4. La collaboration au sein des projets d’art communautaire s’inscrit souvent dans un idéal d’horizontalité qui est problématisé dans la littérature. L’horizontalité n’est pas nécessairement possible dans tous les projets et son idéal est également remis en question.

5. Pour plus d’informations, voir : http://engrenagenoir.ca/rouage/wp-content/uploads/2014/01/Programme-2014-2015.pdf

6. Il s’agit d’artistes collaborant à un projet d’art communautaire favorisant un processus créatif collectif et le partage d’outils artistiques. Elles sont généralement rémunérées pour leur travail.

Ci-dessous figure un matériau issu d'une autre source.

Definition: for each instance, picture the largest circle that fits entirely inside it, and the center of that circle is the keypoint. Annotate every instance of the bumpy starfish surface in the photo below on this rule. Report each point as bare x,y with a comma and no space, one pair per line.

7. Il s’agit de personnes qui collaborent à des projets d’art communautaire à titre de participantes. Ceci inclut des personnes non rémunérées, des personnes qui ont reçu une compensation financière pour leur participation et une intervenante, employée par un organisme communautaire accueillant un projet d’art communautaire.

8. Le projet était subventionné par Engrenage noir/ROUAGE. Comme nous l’avons mentionné, ce programme de subvention demande qu’une intervenante de l’organisme communautaire participe au projet afin de prendre en charge les tâches liées à la relation d’aide et aux dynamiques de groupe. Dans le cadre de notre recherche, nous avons inclus l’intervenante dans la catégorie des participantes. 

9. Le théâtre de l’opprimé est une approche théâtrale développée et théorisée par Augusto Boal (1977). Visant à transformer les situations d’oppression plutôt qu’à seulement les représenter, ce jeu théâtral exige que les personnes s’exercent à déconstruire des situations d’oppression. 

10. Des noms fictifs seront utilisés pour l’ensemble des extraits de verbatim. 

11. Dans cet exercice de théâtre corporel, les personnes sont invitées à représenter par la position de leur corps quelque chose qu’elles aiment ou n’aiment pas dans un groupe. 

12. Lee voit la libération politique comme la finalité ultime de l’empowerment. C’est ainsi, selon elle, que l’on peut atteindre l’objectif suivant : « restore empowerment to its original meaning » (Lee, 1994 : 12).